A recent study conducted by Jefferson Frank found that disabled tech professionals face significant challenges in pursuit of certifications.
The research highlighted the barriers that disabled individuals encounter in the tech industry, emphasising the urgent need for greater accessibility and inclusivity.
According to the study, 63% of disabled tech professionals reported starting but not finishing their certifications, compared to 41% among their non-disabled peers.
Disabled tech professionals cited a lack of time as the primary reason for not completing certifications, attributed to the additional time required for accessibility features.
These findings come when the disability employment gap among working-age disabled individuals in the UK has reached its highest point in five years, signalling a concerning trend of limited opportunities and barriers faced by disabled professionals.
The lack of diversity in the tech industry has been a prominent topic of discussion, with a growing focus on gender disparities. However, this research underscores the need to expand the conversation to include disability access and inclusion in the sector. By amplifying the experiences of disabled tech professionals, the study aims to bring fresh statistics into the discourse and encourage proactive measures to address these disparities.
Caroline Fox, Jefferson Frank Global EDI Strategy Lead, commented on the significant disparity highlighted by the study, emphasising the pressing need for disability access and equity in the tech industry.
She pointed out that “the most common detail that disabled tech professionals shared with us in our research was that not having enough time was the decisive factor in being unable to complete a certification.
“We need to be thinking about the fact that accessibility features can take longer, or that if a platform isn’t providing accessibility features, it can necessarily take someone longer to navigate it – and they may require more breaks, for example.”
Rob Koch, an AWS Hero and Founder of Deaf in the Cloud, highlighted the importance of accessibility implementation in platforms. He said: “One good example is the AWS channel on Twitch. AWS has provided rotating sign language interpreters during live broadcasts, which is a huge step in the right direction!
“On the flip side, Twitch still doesn’t have the live captioning that YouTube or broadcast TV has. Accessibility, arguably, can be hard to provide initially. However, once it is in place, everything becomes easy because there are resources, know-how, great people and tools to make it all happen.”

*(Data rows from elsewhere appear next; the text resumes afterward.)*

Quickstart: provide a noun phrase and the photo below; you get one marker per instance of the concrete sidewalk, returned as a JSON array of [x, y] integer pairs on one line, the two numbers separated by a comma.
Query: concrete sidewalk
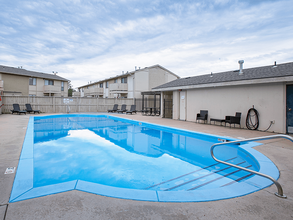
[[81, 205]]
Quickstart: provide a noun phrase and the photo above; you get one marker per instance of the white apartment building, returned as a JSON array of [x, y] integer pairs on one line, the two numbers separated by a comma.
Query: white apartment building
[[129, 84], [21, 82]]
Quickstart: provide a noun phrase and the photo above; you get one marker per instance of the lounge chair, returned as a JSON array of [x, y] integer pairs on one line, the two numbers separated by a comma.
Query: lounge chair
[[132, 109], [233, 119], [123, 109], [29, 109], [16, 109], [115, 108], [203, 115]]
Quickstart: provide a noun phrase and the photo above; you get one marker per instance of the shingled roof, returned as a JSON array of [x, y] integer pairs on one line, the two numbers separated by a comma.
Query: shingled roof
[[24, 72], [266, 72]]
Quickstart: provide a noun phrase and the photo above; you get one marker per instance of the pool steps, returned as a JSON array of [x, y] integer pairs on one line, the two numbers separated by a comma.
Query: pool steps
[[206, 177]]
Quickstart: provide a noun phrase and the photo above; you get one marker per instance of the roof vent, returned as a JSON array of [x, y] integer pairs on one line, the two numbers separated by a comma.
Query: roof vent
[[241, 67]]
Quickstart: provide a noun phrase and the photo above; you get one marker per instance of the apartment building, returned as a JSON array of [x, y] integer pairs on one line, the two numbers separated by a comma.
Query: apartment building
[[129, 84], [21, 82]]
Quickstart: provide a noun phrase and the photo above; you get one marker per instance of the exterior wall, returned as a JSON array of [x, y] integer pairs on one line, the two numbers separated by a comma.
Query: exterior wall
[[38, 89], [14, 83], [141, 83], [268, 99], [158, 76], [130, 81], [176, 105]]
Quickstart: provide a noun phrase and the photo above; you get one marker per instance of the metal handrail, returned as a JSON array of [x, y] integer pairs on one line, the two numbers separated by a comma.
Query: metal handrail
[[280, 190]]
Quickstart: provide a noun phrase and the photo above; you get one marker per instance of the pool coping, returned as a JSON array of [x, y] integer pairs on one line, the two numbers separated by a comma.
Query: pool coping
[[23, 183]]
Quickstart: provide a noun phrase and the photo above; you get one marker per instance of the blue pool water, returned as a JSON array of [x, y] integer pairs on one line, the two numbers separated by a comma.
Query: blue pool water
[[123, 158]]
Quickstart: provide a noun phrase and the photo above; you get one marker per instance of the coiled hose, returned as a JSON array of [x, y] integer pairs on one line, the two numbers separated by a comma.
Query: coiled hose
[[252, 120]]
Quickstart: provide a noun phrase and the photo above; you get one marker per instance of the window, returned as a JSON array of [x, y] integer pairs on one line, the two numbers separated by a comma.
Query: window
[[124, 80], [32, 81], [49, 82]]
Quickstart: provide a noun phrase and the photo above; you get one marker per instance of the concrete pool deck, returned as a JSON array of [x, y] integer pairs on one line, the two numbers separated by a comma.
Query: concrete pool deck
[[81, 205]]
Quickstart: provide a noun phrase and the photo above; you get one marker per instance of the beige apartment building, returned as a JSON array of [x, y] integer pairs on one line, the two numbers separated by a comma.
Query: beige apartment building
[[129, 84], [21, 82], [268, 89]]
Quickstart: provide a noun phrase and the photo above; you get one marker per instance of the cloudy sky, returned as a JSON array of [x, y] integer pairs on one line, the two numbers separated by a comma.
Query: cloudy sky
[[89, 40]]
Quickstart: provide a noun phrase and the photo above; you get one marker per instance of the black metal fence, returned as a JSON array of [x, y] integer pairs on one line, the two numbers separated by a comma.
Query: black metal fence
[[148, 103]]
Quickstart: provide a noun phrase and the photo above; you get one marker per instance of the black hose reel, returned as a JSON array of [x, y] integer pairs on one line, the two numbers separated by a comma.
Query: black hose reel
[[252, 120]]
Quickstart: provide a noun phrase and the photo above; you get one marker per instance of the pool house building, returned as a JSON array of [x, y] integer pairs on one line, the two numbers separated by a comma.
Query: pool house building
[[269, 89]]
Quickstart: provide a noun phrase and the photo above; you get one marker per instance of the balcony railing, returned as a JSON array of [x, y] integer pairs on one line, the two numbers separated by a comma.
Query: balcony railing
[[76, 94], [93, 91], [51, 89], [119, 87]]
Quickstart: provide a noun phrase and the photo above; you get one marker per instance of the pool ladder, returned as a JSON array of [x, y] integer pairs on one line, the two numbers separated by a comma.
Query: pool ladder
[[280, 190]]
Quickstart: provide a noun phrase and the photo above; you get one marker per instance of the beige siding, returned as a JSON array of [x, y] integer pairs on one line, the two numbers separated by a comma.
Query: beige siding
[[268, 99], [14, 83], [141, 82]]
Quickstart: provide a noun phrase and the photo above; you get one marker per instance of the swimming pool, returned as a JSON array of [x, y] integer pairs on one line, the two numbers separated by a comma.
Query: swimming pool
[[128, 159]]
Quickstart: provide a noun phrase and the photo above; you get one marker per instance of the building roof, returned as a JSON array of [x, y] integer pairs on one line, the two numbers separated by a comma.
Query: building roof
[[128, 74], [265, 72], [24, 72]]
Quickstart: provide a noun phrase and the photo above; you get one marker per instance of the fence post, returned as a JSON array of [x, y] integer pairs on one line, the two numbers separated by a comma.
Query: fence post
[[54, 104]]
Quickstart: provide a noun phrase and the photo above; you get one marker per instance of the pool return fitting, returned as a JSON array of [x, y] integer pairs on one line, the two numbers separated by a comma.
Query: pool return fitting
[[279, 187]]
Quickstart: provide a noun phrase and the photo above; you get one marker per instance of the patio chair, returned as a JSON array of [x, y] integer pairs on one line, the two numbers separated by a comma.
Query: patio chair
[[123, 109], [132, 109], [203, 115], [233, 119], [16, 109], [115, 108], [157, 111], [29, 109]]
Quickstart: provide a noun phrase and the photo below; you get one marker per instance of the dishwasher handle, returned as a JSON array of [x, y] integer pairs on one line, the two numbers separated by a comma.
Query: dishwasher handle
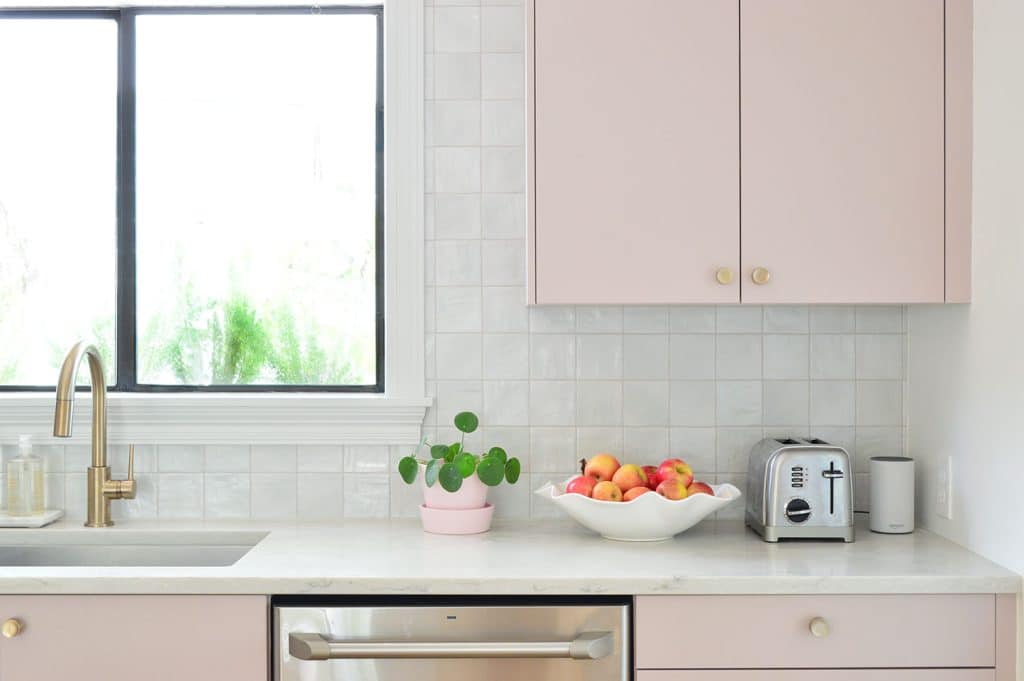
[[588, 645]]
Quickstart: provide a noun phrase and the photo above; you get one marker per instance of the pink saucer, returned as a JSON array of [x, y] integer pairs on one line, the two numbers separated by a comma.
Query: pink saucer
[[456, 521]]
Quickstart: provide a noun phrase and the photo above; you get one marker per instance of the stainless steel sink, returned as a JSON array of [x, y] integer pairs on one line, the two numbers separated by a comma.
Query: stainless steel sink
[[125, 548]]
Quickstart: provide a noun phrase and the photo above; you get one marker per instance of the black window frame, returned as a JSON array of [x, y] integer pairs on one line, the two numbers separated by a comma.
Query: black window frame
[[126, 364]]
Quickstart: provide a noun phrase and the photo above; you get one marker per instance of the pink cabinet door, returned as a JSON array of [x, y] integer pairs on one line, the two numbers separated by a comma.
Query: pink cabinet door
[[117, 638], [774, 632], [633, 122], [842, 142], [822, 675]]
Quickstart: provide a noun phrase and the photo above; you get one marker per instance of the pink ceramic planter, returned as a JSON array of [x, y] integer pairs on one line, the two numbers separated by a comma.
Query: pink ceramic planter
[[472, 495], [463, 512], [457, 520]]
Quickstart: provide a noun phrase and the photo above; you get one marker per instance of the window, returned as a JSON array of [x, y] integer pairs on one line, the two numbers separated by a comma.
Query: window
[[200, 193]]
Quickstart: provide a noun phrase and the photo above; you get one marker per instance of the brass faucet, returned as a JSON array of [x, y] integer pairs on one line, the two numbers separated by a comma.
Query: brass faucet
[[100, 487]]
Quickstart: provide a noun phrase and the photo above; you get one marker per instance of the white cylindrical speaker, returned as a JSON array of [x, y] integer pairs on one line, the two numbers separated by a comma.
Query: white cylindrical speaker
[[892, 495]]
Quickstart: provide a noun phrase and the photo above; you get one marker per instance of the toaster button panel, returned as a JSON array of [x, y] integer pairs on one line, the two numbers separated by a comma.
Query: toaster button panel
[[798, 510]]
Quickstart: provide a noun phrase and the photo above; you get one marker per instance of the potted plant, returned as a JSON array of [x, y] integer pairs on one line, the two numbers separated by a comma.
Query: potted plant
[[455, 481]]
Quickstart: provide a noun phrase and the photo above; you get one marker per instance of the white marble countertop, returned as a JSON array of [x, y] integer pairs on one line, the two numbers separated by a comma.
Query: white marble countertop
[[538, 558]]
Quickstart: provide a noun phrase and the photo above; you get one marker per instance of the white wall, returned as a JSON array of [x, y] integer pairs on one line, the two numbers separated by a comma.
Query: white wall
[[966, 371]]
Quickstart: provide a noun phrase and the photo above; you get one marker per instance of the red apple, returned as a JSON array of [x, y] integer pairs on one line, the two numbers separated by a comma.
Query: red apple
[[630, 476], [602, 467], [698, 487], [675, 468], [672, 488], [581, 484], [636, 492], [606, 491]]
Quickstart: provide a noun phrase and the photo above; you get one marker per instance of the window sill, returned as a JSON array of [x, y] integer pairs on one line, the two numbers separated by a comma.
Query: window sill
[[225, 419]]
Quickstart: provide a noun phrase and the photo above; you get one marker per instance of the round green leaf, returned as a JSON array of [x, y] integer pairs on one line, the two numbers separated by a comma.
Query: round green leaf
[[466, 463], [491, 471], [450, 477], [466, 422], [430, 475], [512, 470], [408, 468]]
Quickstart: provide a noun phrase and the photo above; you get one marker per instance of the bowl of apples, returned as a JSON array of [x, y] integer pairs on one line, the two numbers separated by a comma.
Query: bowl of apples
[[634, 503]]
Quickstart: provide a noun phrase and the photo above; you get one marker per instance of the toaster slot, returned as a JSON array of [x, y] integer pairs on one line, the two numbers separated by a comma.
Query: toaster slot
[[832, 474]]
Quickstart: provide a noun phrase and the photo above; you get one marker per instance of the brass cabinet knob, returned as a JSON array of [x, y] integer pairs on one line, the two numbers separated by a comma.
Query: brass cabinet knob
[[819, 628], [10, 628]]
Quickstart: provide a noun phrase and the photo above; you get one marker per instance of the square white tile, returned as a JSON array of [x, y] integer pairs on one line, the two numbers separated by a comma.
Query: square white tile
[[645, 356], [599, 356]]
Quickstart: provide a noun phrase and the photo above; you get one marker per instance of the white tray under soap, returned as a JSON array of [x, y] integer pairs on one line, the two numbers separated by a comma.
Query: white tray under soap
[[45, 518]]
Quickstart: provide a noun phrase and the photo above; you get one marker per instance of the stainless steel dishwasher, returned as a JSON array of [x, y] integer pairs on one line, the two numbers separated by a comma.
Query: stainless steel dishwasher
[[557, 639]]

To accommodate different disabilities and learning styles, Fox emphasised providing various formats and access methods to ensure wider accessibility. Recognising that each disability and individual’s needs are unique, she stressed the importance of fostering open lines of communication and allowing disabled professionals to drive the conversation about their specific requirements.
At the organisational level, Fox urged businesses to provide a platform for disabled tech professionals to request adjustments instead of offering a predetermined set of accommodations. Additionally, she recommended utilising the Government’s Access to Work program in the UK, which offers financial and practical support for businesses, including assessments and expert assistance.
The research conducted by Jefferson Frank, based on data from their latest Careers & Hiring Guides, sheds light on the challenges faced by disabled tech professionals in obtaining certifications.
The study serves as a call to action for the tech industry to prioritise accessibility, inclusion, and proactive measures to bridge the gap and provide equal opportunities for disabled professionals. By embracing diversity and fostering an inclusive environment, the tech industry can harness the talents and skills of disabled individuals, ensuring a more equitable and innovative future for all.